As described above, according to the present invention, it is possible to obtain a non-aqueous electrolyte battery which is excellent in impact resistance in which cutting of lead pieces is unlikely to occur.

[Brief description of drawings]

FIG. 1 is an exploded perspective view of a non-aqueous electrolyte battery according to a first embodiment of the present invention.

FIG. 2 is a perspective view of the same completed form

FIG. 3 is a sectional view taken along line AA of FIG.

4 is a sectional view taken along line BB of FIG.

FIG. 5 is a perspective view of a non-aqueous electrolyte battery according to a second embodiment of the present invention.

6 is a sectional view taken along line AA of FIG.

7 is a sectional view taken along line BB of FIG.

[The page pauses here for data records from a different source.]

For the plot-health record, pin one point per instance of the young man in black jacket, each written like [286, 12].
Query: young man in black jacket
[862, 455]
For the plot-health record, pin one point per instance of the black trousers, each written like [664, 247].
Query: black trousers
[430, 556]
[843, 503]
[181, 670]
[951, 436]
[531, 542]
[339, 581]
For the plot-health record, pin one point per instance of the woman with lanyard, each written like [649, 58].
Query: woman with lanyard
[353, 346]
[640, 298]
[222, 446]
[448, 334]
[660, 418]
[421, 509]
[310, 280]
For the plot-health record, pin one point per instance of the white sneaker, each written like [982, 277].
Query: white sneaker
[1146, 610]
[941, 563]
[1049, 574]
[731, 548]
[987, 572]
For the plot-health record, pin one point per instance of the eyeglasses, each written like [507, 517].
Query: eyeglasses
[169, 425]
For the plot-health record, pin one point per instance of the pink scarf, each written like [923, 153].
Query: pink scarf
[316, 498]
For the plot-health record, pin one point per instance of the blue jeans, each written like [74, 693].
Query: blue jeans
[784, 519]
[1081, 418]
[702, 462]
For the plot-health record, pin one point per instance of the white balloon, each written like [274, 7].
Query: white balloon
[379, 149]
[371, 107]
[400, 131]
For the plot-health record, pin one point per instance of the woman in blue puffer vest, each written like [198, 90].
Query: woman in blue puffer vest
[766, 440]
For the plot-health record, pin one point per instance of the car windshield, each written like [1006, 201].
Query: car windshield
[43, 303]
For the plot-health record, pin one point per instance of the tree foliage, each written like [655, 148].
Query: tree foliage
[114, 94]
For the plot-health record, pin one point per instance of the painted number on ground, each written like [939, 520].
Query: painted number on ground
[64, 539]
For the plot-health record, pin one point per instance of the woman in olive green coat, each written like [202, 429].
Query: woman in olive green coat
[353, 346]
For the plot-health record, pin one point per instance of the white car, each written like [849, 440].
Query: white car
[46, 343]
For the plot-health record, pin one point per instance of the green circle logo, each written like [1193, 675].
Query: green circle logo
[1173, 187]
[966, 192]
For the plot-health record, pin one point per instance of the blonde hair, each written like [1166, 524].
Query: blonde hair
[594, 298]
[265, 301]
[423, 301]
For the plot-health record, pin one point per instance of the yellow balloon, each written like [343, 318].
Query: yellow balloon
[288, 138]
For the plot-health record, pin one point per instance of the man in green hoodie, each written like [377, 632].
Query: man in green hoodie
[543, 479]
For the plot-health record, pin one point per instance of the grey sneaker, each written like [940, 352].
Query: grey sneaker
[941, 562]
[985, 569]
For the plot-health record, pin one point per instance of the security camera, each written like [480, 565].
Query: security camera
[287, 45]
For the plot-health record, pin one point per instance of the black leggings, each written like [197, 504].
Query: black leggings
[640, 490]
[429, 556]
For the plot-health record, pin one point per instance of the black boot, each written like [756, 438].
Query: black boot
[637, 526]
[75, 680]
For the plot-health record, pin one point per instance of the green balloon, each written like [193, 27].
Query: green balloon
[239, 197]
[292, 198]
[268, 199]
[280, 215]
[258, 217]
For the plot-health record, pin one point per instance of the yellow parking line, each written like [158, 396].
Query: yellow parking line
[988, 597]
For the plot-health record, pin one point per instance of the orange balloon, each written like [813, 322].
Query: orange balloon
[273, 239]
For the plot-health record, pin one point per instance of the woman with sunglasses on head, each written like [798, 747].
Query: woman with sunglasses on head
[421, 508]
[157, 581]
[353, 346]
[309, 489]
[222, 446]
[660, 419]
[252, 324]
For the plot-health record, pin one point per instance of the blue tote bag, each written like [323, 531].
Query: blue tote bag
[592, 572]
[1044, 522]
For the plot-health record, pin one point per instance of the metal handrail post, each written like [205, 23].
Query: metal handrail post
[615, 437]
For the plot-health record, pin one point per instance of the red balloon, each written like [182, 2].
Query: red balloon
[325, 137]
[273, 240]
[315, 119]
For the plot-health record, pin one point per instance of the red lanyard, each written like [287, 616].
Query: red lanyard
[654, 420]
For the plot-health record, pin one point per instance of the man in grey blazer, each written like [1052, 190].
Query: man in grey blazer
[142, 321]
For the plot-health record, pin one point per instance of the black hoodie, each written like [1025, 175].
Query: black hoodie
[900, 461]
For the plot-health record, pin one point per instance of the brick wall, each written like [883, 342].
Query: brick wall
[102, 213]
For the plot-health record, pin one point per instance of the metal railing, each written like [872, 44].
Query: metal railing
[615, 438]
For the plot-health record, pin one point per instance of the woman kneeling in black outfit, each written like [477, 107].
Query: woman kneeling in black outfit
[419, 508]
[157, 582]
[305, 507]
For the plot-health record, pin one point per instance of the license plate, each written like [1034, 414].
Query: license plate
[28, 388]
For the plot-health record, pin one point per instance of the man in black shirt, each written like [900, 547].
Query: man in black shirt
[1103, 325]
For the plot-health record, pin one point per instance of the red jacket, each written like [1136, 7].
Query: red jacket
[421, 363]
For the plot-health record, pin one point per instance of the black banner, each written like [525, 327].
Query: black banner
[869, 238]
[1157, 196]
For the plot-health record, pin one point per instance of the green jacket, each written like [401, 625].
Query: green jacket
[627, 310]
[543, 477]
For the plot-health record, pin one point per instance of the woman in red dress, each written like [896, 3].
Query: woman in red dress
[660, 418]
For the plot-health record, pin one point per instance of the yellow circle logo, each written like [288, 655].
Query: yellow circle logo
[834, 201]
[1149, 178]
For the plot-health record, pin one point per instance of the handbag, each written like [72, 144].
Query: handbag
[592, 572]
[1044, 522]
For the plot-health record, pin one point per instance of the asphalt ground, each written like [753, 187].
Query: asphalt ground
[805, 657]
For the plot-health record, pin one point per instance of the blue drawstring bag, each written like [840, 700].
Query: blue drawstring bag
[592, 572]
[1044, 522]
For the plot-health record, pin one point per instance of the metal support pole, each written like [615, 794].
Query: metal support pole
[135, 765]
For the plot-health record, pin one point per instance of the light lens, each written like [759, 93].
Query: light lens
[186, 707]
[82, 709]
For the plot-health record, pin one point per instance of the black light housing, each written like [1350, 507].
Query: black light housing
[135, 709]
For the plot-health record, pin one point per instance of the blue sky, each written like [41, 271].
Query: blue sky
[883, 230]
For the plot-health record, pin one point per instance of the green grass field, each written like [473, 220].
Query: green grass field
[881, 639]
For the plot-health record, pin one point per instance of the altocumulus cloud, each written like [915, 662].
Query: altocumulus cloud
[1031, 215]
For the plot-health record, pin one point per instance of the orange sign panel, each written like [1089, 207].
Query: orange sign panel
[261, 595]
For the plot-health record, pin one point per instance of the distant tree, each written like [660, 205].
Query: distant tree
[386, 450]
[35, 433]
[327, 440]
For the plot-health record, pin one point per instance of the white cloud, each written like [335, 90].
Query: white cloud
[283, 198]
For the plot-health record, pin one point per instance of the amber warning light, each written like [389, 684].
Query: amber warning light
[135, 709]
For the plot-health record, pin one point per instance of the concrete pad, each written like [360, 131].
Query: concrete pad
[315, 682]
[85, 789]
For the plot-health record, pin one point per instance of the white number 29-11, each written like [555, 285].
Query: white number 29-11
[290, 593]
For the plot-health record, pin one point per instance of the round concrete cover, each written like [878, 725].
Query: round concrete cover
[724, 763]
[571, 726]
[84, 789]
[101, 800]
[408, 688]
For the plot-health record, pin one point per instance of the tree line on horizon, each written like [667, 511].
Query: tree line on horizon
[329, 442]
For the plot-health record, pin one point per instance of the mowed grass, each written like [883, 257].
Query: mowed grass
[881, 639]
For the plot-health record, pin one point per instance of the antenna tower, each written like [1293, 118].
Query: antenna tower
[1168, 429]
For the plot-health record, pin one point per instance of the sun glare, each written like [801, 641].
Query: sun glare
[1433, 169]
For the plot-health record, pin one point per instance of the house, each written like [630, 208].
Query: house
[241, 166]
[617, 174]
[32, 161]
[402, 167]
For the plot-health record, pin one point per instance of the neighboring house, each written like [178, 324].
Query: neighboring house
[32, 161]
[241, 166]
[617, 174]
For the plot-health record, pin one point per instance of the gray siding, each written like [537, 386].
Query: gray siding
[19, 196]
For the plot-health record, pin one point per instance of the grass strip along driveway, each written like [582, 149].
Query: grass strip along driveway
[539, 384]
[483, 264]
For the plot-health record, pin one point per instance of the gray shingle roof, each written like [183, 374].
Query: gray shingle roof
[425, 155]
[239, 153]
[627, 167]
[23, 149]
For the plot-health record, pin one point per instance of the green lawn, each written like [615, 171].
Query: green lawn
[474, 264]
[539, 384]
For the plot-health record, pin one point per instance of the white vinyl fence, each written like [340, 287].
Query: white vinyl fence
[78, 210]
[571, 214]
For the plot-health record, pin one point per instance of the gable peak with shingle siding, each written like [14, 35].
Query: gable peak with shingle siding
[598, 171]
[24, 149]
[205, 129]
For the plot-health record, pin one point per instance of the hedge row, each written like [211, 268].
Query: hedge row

FIG. 8 is a perspective view of a non-aqueous electrolyte battery according to a third embodiment of the present invention.

FIG. 9 is a perspective view of a non-aqueous electrolyte battery according to a fourth embodiment of the present invention.

FIG. 10 is a sectional view taken along line AA of FIG.

11 is a sectional view taken along line BB of FIG.

[Explanation of symbols]

10, 30, 50, 70 ... Non-aqueous electrolyte battery 11, 31, 51, 71 ... Power generation element 12, 32, 52, 72 ... Power generation element group 13, 33, 53, 73 ... Positive electrode lead pieces 14, 34, 54, 74 ... Negative electrode lead pieces 16, 36, 56, 76 ... Constricted part 20, 40, 60, 80 ... Battery case 21 ... Resin film

   ─────────────────────────────────────────────────── ─── Continued front page    F-term (reference) 5H011 AA01 CC02 CC06 CC10 DD14                 5H022 AA09 BB11 CC12 CC21 EE01                       EE03 EE04                 5H024 CC04 CC12 DD01 DD11 EE01                       EE09                 5H029 AJ11 BJ03 BJ04 BJ14 CJ05                       DJ02 DJ05 EJ01 EJ12

Claims (5)

[Claims] 1. A structure in which a winding type power generating element is housed and hermetically sealed in a battery case formed of a flexible resin film, and a plurality of the power generating elements are housed in the battery case. A non-aqueous electrolyte battery, wherein the resin film is brought into close contact with the power generating element so that the resin film enters a constricted portion formed between the power generating elements. 2. The non-aqueous electrolyte battery according to claim 1, wherein at least a part of each of the power generating elements is adhered to each other with an adhesive. 3. The non-aqueous electrolyte battery according to claim 1, wherein the power generation element and the resin film are bonded to each other with an adhesive. 4. The non-aqueous electrolyte battery according to claim 1, wherein the lead pieces led out from the power generating element are electrically connected in the battery case. 5. The battery case is sealed by laminating the edge portions of the resin films to each other and adhering the resin film to each other, and the lead pieces led out from the power generating element are provided on the laminated portion of the resin film. It is characterized in that it is led out to the outside of the battery case through between the resin films, and those lead pieces are electrically connected to other power generating elements in the laminated portion of the resin film. The non-aqueous electrolyte battery according to claim 1.